3.7.2 Association between hearing loss, cognitive impairment, and GMV in subgroups
Figure 5 presents the findings for hearing loss, cognitive impairment, and GMV of ROIs for the presbycusis subgroups. In the presbycusis-CP group, TMT-B scores were positively related with the GMV of the hippocampus (r = 0.148, p = 0.038), SRT was negatively correlated with the GMV of the superior frontal cortex (r = -0.404, p = 0.045), and DPOAE was negatively correlated with the GMV of the posterior cingulate (r = -0.398, p = 0.049). In the presbycusis-CI group, L-PT was positively correlated with the GMV of the hippocampus (r = 0.370, p = 0.026), SDMT was positively correlated with the GMV of the hippocampus (r = 0.339, p = 0.043), and Stroop score was negatively correlated with the GMV of the hippocampus (r = -0.349, p = 0.037).

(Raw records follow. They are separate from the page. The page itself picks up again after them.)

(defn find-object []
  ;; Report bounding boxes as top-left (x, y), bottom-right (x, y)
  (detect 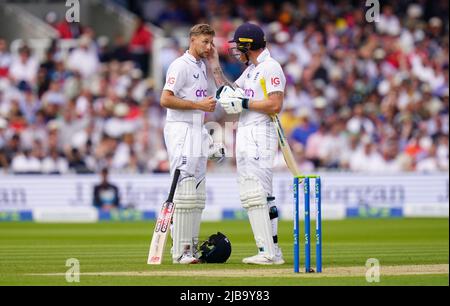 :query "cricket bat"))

top-left (260, 78), bottom-right (301, 177)
top-left (147, 169), bottom-right (180, 265)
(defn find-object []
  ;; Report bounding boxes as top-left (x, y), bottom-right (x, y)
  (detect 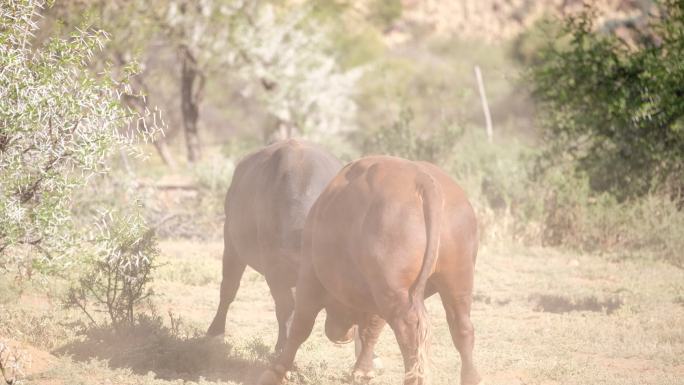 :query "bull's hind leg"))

top-left (388, 300), bottom-right (429, 385)
top-left (353, 314), bottom-right (386, 381)
top-left (266, 272), bottom-right (294, 352)
top-left (207, 241), bottom-right (247, 336)
top-left (439, 286), bottom-right (480, 385)
top-left (257, 268), bottom-right (325, 385)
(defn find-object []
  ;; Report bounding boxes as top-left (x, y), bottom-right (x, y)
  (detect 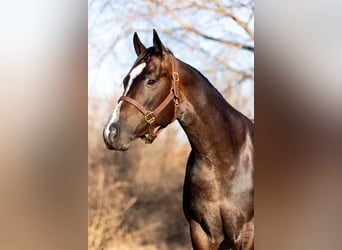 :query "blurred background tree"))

top-left (88, 0), bottom-right (254, 249)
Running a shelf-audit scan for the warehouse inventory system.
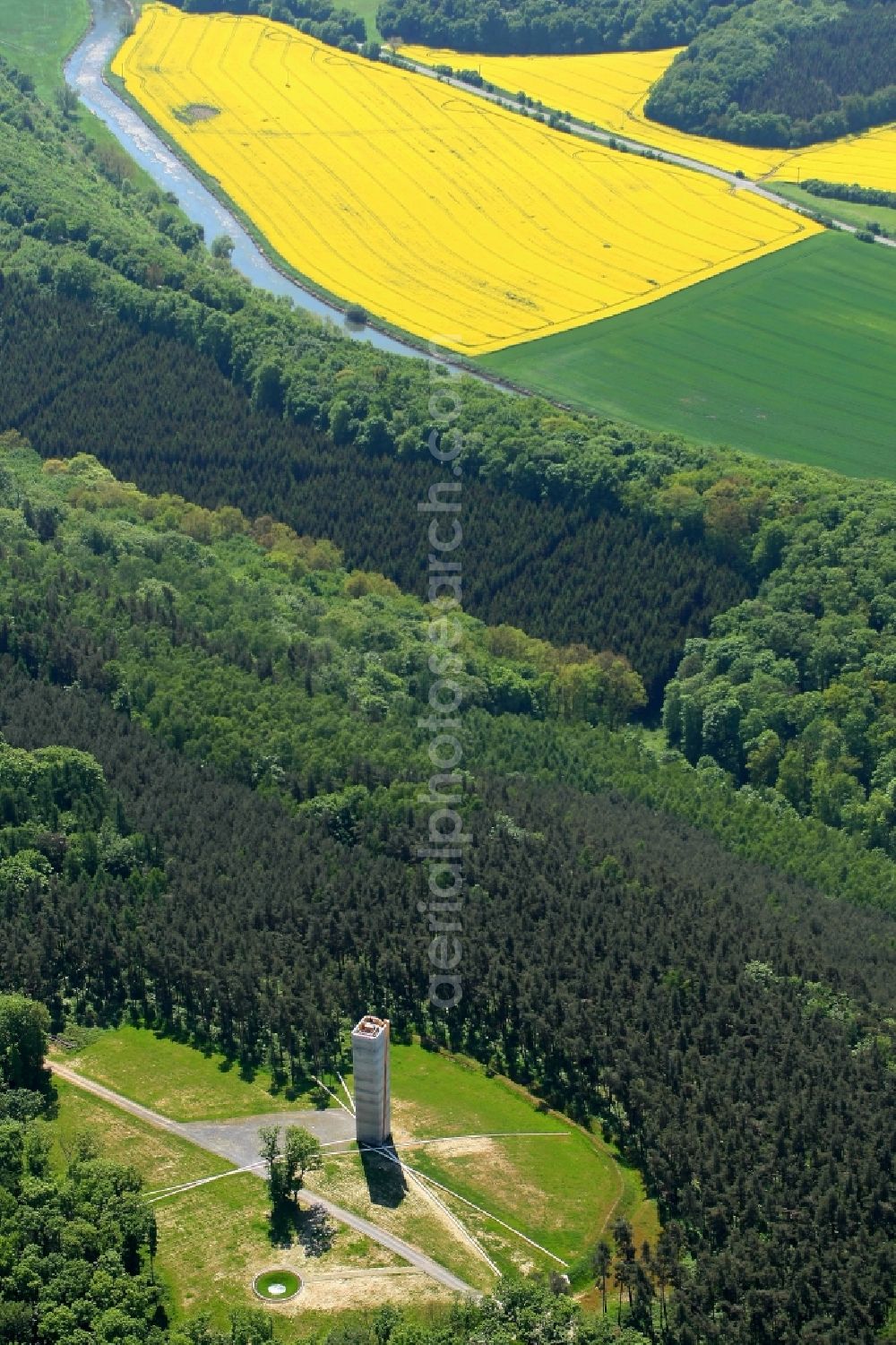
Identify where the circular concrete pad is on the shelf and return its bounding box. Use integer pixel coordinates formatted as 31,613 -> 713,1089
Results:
252,1270 -> 301,1303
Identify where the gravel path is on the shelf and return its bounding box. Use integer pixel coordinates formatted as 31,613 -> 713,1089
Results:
50,1060 -> 478,1295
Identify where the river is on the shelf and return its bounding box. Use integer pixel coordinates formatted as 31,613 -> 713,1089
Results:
65,0 -> 421,358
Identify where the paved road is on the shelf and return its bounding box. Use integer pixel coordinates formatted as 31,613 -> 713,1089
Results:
398,53 -> 896,247
50,1060 -> 478,1295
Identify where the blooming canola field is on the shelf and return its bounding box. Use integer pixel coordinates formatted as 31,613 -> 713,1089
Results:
113,4 -> 816,355
398,46 -> 896,191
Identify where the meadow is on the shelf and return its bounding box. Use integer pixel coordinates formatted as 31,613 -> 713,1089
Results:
62,1026 -> 321,1120
483,231 -> 896,480
775,182 -> 896,237
113,4 -> 816,355
398,45 -> 896,190
62,1026 -> 659,1305
47,1081 -> 430,1341
0,0 -> 90,99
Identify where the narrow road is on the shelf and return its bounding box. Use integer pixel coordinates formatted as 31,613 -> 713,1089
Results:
50,1060 -> 479,1297
397,51 -> 896,247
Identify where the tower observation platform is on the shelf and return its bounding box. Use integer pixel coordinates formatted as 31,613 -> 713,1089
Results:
351,1014 -> 392,1149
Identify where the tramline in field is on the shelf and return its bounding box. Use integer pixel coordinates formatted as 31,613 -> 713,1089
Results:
398,45 -> 896,191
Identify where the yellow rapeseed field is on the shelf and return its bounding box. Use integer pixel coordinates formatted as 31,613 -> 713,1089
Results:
113,4 -> 816,355
398,46 -> 896,191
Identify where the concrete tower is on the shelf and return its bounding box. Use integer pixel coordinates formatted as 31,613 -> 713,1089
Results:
351,1014 -> 392,1147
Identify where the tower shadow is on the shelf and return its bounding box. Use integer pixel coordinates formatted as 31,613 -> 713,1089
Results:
360,1144 -> 408,1209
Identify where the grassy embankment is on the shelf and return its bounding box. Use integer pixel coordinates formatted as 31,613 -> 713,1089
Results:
50,1081 -> 433,1342
771,182 -> 896,237
479,233 -> 896,480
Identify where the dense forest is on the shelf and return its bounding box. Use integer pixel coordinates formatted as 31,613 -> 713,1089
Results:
646,0 -> 896,148
0,60 -> 896,846
376,0 -> 896,148
800,177 -> 896,210
376,0 -> 743,54
0,44 -> 896,1345
0,444 -> 896,1345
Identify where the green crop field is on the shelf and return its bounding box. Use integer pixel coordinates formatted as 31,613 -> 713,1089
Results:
772,182 -> 896,237
479,233 -> 896,479
0,0 -> 90,99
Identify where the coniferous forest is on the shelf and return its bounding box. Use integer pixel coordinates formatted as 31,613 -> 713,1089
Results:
0,37 -> 896,1345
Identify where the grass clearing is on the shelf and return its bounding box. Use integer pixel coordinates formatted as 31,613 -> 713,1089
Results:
113,4 -> 818,354
47,1080 -> 414,1340
57,1026 -> 658,1290
306,1152 -> 495,1289
62,1026 -> 321,1120
480,230 -> 896,480
392,1047 -> 658,1270
0,0 -> 90,102
346,0 -> 382,42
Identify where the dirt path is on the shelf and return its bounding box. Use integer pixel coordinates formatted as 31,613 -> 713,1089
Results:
50,1060 -> 478,1297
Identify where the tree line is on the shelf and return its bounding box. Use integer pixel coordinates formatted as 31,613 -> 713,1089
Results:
644,0 -> 896,148
0,677 -> 893,1345
0,57 -> 893,845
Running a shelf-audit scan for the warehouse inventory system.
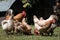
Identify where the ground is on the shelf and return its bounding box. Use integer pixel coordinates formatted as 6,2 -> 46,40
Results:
0,26 -> 60,40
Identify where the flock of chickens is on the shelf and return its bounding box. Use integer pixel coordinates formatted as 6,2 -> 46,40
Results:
1,9 -> 58,35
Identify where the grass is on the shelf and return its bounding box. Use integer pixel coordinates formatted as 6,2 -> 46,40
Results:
0,26 -> 60,40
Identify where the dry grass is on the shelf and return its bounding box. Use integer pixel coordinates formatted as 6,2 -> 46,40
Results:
0,26 -> 60,40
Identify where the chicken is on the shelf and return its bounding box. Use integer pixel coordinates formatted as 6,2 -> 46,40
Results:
1,9 -> 13,34
14,11 -> 26,22
33,15 -> 57,34
5,11 -> 26,22
22,18 -> 31,34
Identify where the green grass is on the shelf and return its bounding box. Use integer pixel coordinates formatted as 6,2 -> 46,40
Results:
0,26 -> 60,40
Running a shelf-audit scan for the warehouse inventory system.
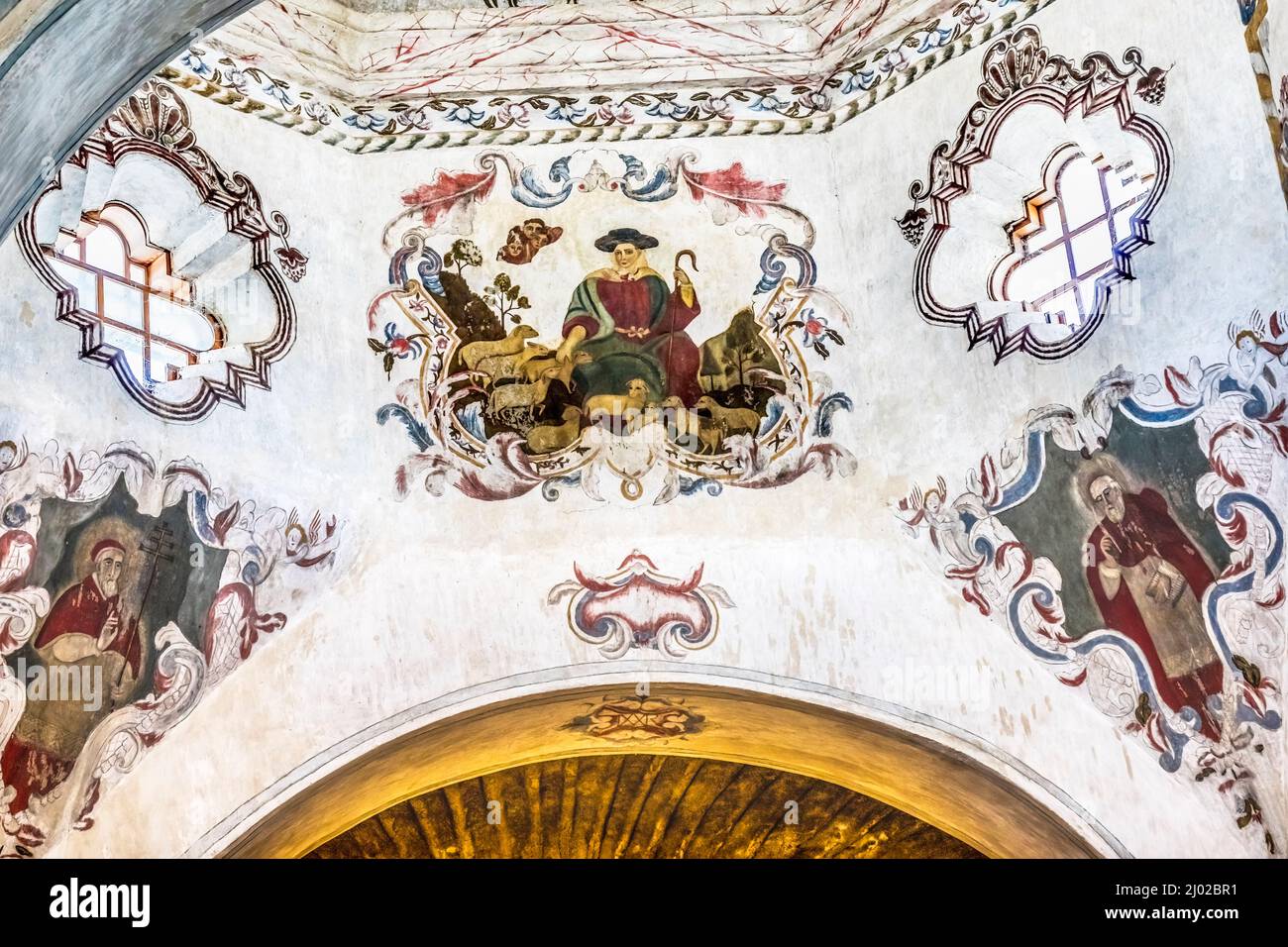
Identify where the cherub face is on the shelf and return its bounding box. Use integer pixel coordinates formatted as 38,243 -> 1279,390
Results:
523,220 -> 548,246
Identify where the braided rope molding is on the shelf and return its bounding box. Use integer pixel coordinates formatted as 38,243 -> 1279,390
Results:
158,0 -> 1055,155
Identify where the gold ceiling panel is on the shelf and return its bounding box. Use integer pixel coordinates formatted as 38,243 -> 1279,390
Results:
305,754 -> 983,858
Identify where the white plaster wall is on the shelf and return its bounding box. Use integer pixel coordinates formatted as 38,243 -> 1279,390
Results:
0,0 -> 1288,857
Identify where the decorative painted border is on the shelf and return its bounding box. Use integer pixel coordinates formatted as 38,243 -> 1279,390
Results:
17,80 -> 308,423
546,550 -> 734,659
896,25 -> 1172,364
894,313 -> 1288,853
159,0 -> 1055,154
0,441 -> 340,858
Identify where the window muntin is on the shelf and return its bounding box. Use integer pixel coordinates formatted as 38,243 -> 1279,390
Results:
989,145 -> 1155,333
43,204 -> 227,389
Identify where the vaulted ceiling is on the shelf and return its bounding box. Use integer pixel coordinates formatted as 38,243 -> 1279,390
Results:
161,0 -> 1053,151
308,754 -> 980,858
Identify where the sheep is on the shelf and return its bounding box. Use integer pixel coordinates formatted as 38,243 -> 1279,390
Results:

3.7.3 Mediation analysis between the hippocampus, SFC, and posterior cingulate
The mediation analysis indicated significant indirect effects of the hippocampus on the relationship between the SFC and posterior cingulate in presbycusis patients (β = 0.1574, 95% CI = [0.0510, 0.3053]) and the presbycusis-CI subgroup (β = 0.2001, 95% CI = [0.0117, 0.4015]). However, there was no mediation effect in the NH group or the presbycusis-CP subgroup. The magnitude of the mediation effect was 52.74% in the presbycusis group and 56.14% in the presbycusis-CI (Fig. 6). As the education level differed significantly between the two subgroups (Supplementary Table B), we performed a moderating effect analysis in the presbycusis-CI subgroup to evaluate the influence of education level on the mediation model. As shown in Supplementary Fig. 1, the moderated mediation effect was negative and the confidence interval contained 0 (β = -0.0341; 95% CI = [-0.019, 0.1487]). Therefore, we conclude that education level does not regulate the indirect effect of GMV of the superior frontal cortex on GMV of the posterior cingulate cortex via GMV of the hippocampus.